Bref, au nom d’une politique écologique qui est ni juste ni efficace, le gouvernement aggrave la politique de spoliation des ouvriers, des agriculteurs et des classes moyennes aux revenus modestes, tout en proclamant que cette politique est « sociale ». L’hypocrisie s’ajoute ainsi à la spoliation et provoque la montée de la colère de ceux qui sont pris à la gorge.
Cependant, il faut aller plus loin. C’est toute la politique en cours depuis plus de 40 ans, cette dictature financière qu’on appelle « libéralisme », qui doit être changée. La spoliation par le prix des carburants en est un aspect essentiel, mais seulement un aspect. Derrière se trouve la férocité d’une dérégulation qui donne aux plus forts tous les droits. Et qu’offre-t-on aux victimes ? Des aumônes qui ne compensent pas la spoliation : ici, un chèque de 20 euros, là une subvention au chauffage passant de 150 à 200 euros et plus loin, la défiscalisation des aides financières des collectivités locales en faveur des travailleurs qui prennent leur voiture. Une série insultante de sparadraps sur des blessures graves.

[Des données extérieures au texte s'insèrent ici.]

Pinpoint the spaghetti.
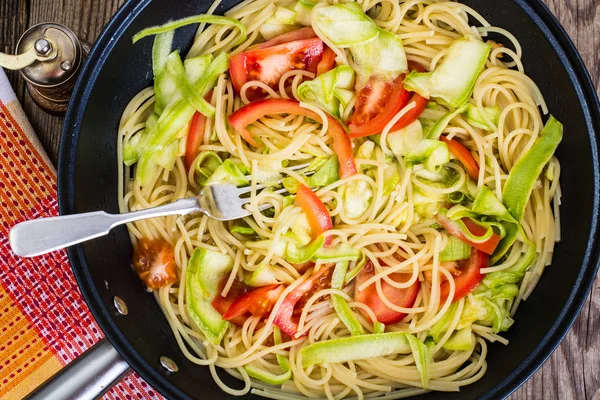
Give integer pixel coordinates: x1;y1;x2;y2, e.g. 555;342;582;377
118;0;561;399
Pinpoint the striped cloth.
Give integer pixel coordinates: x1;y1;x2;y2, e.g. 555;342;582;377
0;69;161;400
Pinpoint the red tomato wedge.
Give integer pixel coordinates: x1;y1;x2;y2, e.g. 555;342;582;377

La solution est une politique d’ensemble qui redonne priorité au travail humain, à l’emploi, à la recherche, à l’éducation, à la formation et à la santé publique. Bref, au retour d’un Etat du peuple, par le peuple et pour le peuple, maître du crédit pour construire l’avenir, et une séparation bancaire, une vraie, arrêtant le sauvetage des spéculateurs par les banques centrales au détriment des peuples. En termes clairs, une politique nationale et une politique internationale cohérentes qui mettent fin à la dictature de la City de Londres, de Wall Street et de leurs complices chez nous. Ce n’est pas aussi compliqué qu’on veut nous le faire croire, et c’est une politique de salut public. Il y a urgence, non pas d’abord climatique mais d’une météo de krach et de guerre de tous contre tous.
Soutien total aux gilets jaunes, soutien à cette colère qui vient et que je partage totalement, avec l’espérance qu’elle aille au fond des choses, par delà les arrière-pensées de ceux qui cherchent à en tirer profit en troublant les esprits.